However, the trace learning mechanisms described above have been found to allow the object recognition arrangement to learn to recognise visual stimuli at only a small number of locations on the retina. In addition, there is a relatively long training time required. It is therefore an object of the present invention to enable such an arrangement to achieve a higher capacity relative to prior art arrangements by being able to train the arrangement to recognise visual stimuli over many different locations, if not every location on the retina. It is a further object of the invention to provide an arrangement with a significantly reduced training time.

Thus, in accordance with the present invention, there is provided apparatus for automatic entity recognition, the apparatus comprising a neural network having a plurality of layers, each layer comprising a plurality of neurons, one or more neurons in one layer becoming activated as a result of stimulation of one or more neurons in another layer in response to an input originating from an entity, the apparatus comprising means for training said apparatus to recognise entities from stimuli applied thereto by performing a training process comprising the steps of: a) applying a series of stimuli at respective trial times to a first layer of said network so as to cause activation of one or more neurons in another layer; b) applying an associated learning rule to said one or more neurons so as to calculate a synaptic weight associated with said one or more neurons based on stimulation at said first layer at the current trial time; and c) identifying spatial continuity between features of a first set of stimuli and features of a subsequent set of stimuli and causing the same one or more neurons to be activated in response to both said first and said second set of stimuli.

The present invention also extends to a method of automatic entity recognition in a neural network having a plurality of layers, each layer comprising a plurality of neurons, one or more neurons in one layer becoming activated as a result of stimulation of one or more neurons in another layer in response to an input originating from an entity, the method comprising training said apparatus to recognise entities from stimuli applied thereto by performing a training process comprising the steps of: a) applying a series of stimuli at respective trial times to a first layer of said network so as to cause activation of one or more neurons in another layer; b) applying an associated learning rule to said one or more neurons so as to calculate a synaptic weight associated with said one or more neurons based on stimulation at said first layer at the current trial time; and c) identifying spatial continuity between features of a first set of stimuli and features of a subsequent set of stimuli and causing the same one or more neurons to be activated in response to both said first and said second set of stimuli.

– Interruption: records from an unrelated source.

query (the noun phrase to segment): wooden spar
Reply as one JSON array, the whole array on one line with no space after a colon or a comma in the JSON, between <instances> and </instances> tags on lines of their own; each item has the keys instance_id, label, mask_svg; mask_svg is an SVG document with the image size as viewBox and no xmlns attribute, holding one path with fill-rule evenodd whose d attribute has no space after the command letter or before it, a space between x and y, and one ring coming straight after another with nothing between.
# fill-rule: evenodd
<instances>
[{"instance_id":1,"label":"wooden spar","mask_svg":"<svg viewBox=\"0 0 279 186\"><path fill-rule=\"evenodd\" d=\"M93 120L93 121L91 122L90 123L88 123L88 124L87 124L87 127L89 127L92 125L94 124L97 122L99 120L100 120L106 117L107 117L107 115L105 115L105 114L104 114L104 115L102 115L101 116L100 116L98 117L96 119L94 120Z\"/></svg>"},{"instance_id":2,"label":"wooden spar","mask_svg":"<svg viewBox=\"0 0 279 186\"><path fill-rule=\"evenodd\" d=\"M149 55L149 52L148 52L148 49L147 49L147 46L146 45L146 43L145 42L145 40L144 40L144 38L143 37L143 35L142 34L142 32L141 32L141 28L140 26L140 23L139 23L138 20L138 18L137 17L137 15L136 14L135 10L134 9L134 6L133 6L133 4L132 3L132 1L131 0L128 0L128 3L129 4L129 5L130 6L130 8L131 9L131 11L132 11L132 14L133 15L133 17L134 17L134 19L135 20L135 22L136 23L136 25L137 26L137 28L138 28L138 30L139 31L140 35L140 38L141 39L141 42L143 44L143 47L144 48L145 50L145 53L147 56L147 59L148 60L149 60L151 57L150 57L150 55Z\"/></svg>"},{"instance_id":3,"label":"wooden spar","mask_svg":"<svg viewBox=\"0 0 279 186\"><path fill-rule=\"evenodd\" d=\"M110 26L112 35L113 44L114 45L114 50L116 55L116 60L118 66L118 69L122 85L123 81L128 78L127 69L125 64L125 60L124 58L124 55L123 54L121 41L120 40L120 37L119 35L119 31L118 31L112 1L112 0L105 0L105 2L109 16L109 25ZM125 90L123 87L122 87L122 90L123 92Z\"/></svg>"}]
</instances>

The stimuli may be visual, in apparatus for object recognition for example, or it may be oral, in apparatus for speech recognition for example.

The neural network beneficially comprises a hierarchical series of layers of competitive networks, preferably with associatively-modifiable forward connections between the layers. Each layer comprises a plurality of neurons, wherein forward connections from neurons in a first layer to neurons in a second layer are derived from a topologically corresponding region of the first layer, beneficially using a Gaussian distribution of connection probabilities.

Means are preferably provided to pre-process an input layer of the neural network with a set of input filters prior to the application of a series of visual stimuli to the neural network, the input filters beneficially being computed by weighting the difference of two Gaussians by a third Gaussian, and means are preferably provided for the subsequent application of contrast enhancement by means of a sigmoid activation function.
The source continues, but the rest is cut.